Bruxelles lance un plan ambitieux pour dynamiser la production « Made in Europe »

Image d'illustration. Gros plan du drapeau de l'union européenneADN
La Commission européenne présente une série d’initiatives destinées à renforcer la production et l’innovation industrielles sur le continent, avec pour ambition de stimuler la compétitivité des entreprises européennes face aux défis économiques mondiaux.
Tl;dr
- Bruxelles propose une loi pour renforcer le « Made in Europe ».
- Objectif : 20 % d’industrie dans le PIB européen en 2035.
- Des mesures protectionnistes ciblent surtout l’automobile et l’énergie.
Un virage industriel assumé à Bruxelles
Sous la pression de l’évolution géopolitique mondiale, la question de la réindustrialisation européenne revient en force à Bruxelles. Mercredi, la Commission européenne, sous l’impulsion du vice-président Stéphane Séjourné, a dévoilé sa nouvelle proposition de loi dite d’« accélération industrielle ». Cette initiative survient alors que les tensions au Moyen-Orient et le retour de Donald Trump aux commandes des États-Unis ravivent les craintes liées à la dépendance économique du continent.

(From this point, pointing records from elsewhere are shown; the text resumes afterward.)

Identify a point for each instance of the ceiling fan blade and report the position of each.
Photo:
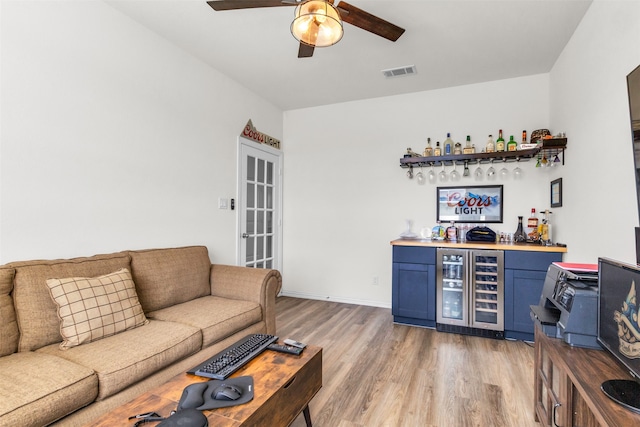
(247, 4)
(305, 50)
(369, 22)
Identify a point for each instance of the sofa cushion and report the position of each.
(8, 323)
(130, 356)
(36, 312)
(37, 389)
(165, 277)
(217, 317)
(93, 308)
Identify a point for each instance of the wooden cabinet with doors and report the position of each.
(567, 386)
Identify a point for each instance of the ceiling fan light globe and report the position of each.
(317, 23)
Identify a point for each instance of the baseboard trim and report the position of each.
(305, 295)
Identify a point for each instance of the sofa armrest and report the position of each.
(250, 284)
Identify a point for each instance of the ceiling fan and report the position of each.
(310, 26)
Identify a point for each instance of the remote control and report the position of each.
(294, 343)
(285, 349)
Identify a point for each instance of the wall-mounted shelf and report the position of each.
(549, 149)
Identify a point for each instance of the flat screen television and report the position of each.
(618, 330)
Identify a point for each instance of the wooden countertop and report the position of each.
(478, 245)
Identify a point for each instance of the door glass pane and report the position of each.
(260, 229)
(260, 170)
(260, 248)
(251, 168)
(260, 196)
(251, 223)
(249, 254)
(251, 195)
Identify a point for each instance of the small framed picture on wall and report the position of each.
(556, 193)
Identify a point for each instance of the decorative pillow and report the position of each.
(93, 308)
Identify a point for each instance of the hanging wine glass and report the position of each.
(491, 172)
(432, 175)
(443, 174)
(455, 175)
(504, 172)
(420, 177)
(478, 173)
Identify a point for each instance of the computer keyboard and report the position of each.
(235, 356)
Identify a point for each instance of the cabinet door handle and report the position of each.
(555, 407)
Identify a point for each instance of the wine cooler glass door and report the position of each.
(487, 304)
(452, 288)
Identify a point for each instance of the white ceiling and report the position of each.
(451, 43)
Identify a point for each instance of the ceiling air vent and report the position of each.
(400, 71)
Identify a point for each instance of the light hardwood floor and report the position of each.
(377, 373)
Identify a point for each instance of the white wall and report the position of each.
(589, 101)
(346, 197)
(112, 138)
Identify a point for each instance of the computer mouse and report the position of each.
(227, 392)
(192, 396)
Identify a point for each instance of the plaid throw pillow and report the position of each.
(93, 308)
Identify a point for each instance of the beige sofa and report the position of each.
(182, 311)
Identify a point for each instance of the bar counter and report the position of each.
(479, 245)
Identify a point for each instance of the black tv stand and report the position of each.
(623, 392)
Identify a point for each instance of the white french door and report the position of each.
(259, 205)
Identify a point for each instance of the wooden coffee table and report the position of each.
(284, 384)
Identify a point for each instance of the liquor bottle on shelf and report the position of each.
(452, 232)
(519, 236)
(468, 148)
(448, 144)
(491, 146)
(500, 142)
(532, 226)
(437, 233)
(428, 151)
(457, 148)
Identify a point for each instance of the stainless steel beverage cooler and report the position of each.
(470, 292)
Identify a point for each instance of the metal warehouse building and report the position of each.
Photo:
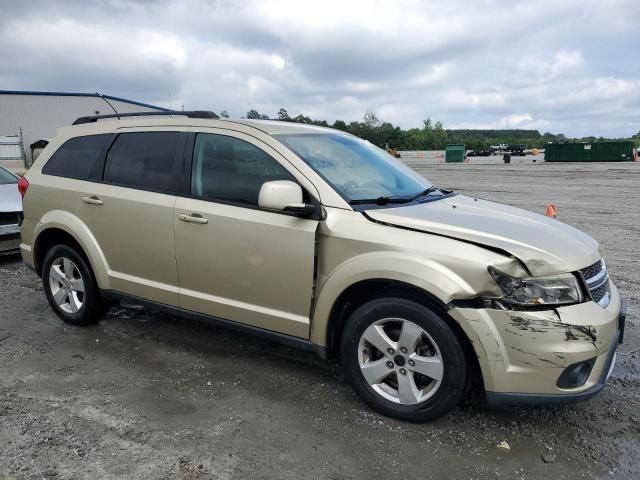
(26, 117)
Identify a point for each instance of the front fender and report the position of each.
(76, 228)
(419, 272)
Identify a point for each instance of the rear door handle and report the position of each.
(92, 200)
(193, 218)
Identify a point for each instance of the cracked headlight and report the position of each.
(534, 291)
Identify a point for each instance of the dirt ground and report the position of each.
(146, 395)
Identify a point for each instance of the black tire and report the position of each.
(93, 306)
(451, 389)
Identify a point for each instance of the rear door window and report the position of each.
(76, 156)
(144, 160)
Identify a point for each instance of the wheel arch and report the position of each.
(364, 290)
(55, 230)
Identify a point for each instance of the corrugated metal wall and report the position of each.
(40, 116)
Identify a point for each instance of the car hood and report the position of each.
(545, 245)
(10, 200)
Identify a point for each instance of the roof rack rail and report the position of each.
(189, 114)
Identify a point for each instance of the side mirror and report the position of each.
(285, 196)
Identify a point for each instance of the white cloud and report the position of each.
(558, 66)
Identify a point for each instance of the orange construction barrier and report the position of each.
(551, 211)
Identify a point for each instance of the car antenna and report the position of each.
(108, 103)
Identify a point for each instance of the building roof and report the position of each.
(74, 94)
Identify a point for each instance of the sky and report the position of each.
(562, 66)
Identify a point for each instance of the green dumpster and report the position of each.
(617, 151)
(454, 153)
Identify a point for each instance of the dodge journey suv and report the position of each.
(320, 240)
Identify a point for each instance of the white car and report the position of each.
(10, 212)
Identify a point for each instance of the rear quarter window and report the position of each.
(76, 156)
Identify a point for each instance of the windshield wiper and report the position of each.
(380, 200)
(424, 193)
(397, 199)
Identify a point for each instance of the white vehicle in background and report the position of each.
(10, 212)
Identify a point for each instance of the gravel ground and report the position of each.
(146, 395)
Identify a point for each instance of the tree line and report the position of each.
(430, 136)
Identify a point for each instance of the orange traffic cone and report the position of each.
(551, 211)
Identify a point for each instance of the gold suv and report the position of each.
(320, 240)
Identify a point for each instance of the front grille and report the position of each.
(592, 270)
(599, 293)
(597, 279)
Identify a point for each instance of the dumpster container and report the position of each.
(617, 151)
(454, 154)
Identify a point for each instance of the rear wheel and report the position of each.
(403, 359)
(70, 287)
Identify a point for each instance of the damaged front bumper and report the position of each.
(523, 354)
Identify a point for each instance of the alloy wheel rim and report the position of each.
(67, 285)
(400, 361)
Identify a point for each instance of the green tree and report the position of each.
(371, 120)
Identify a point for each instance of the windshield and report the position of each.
(7, 177)
(356, 169)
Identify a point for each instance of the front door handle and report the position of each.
(92, 200)
(193, 218)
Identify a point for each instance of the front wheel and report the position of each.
(403, 359)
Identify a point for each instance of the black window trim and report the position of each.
(187, 172)
(97, 173)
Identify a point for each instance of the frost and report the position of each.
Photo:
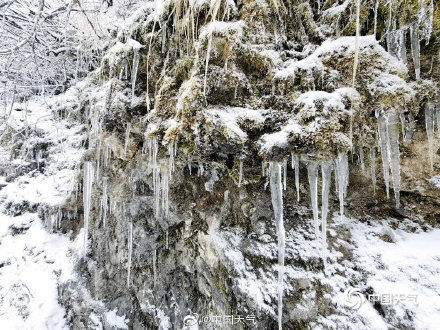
(341, 174)
(87, 198)
(312, 171)
(415, 49)
(326, 170)
(276, 189)
(429, 124)
(130, 251)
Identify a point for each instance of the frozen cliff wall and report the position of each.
(221, 136)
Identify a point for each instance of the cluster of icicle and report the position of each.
(277, 172)
(432, 118)
(418, 30)
(161, 176)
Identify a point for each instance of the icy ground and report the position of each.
(384, 265)
(35, 258)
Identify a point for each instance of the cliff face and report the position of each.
(212, 127)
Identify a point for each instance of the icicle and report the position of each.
(393, 133)
(171, 154)
(134, 71)
(165, 194)
(373, 168)
(154, 266)
(276, 190)
(356, 45)
(104, 204)
(201, 169)
(240, 173)
(376, 7)
(127, 138)
(384, 150)
(342, 179)
(415, 48)
(87, 196)
(429, 123)
(362, 159)
(295, 166)
(208, 51)
(130, 251)
(437, 115)
(285, 174)
(189, 167)
(312, 171)
(396, 44)
(326, 170)
(38, 158)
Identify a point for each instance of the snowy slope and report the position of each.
(34, 259)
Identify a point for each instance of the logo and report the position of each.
(190, 319)
(354, 298)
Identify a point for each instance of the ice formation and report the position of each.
(429, 123)
(326, 171)
(87, 199)
(312, 171)
(384, 150)
(393, 133)
(295, 167)
(341, 175)
(104, 201)
(130, 251)
(276, 190)
(415, 48)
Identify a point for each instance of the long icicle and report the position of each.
(373, 168)
(342, 179)
(326, 171)
(429, 123)
(312, 171)
(130, 251)
(295, 166)
(87, 196)
(384, 150)
(276, 189)
(393, 133)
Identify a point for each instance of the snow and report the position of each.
(345, 46)
(222, 28)
(34, 261)
(411, 265)
(435, 180)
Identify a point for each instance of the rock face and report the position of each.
(189, 103)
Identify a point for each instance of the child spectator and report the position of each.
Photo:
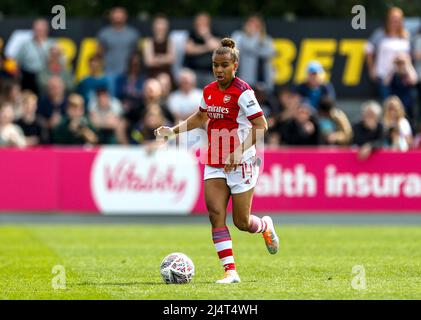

Une « préférence européenne » assumée mais limitée
Chose impensable il y a peu encore, la notion de préférence européenne fait désormais son chemin. Pour les secteurs jugés stratégiques, comme l’automobile ou l’énergie décarbonée, Bruxelles souhaite réserver les fonds publics aux acteurs qui s’engagent à utiliser un quota minimum de composants issus d’Europe. Comme le précise Séjourné : « L’argent du contribuable doit d’abord profiter à la production européenne et aux emplois en Europe… nous assumons une préférence européenne lorsque l’argent public est en jeu. »
En pratique, cette nouvelle doctrine – ardemment soutenue par la France – n’a pas été adoptée sans mal. Les négociations furent longues entre les Vingt-Sept, certains pays comme l’Allemagne ou les États nordiques se montrant initialement réticents. Pour aboutir à un compromis, l’exécutif européen a dû revoir ses ambitions à la baisse et cibler plus strictement les filières concernées.
Secteurs ciblés et dispositifs concrets
La liste des industries prioritaires s’articule autour de quelques pôles clés :
- L’automobile, avec une exigence accrue en composants locaux pour accéder aux subventions publiques.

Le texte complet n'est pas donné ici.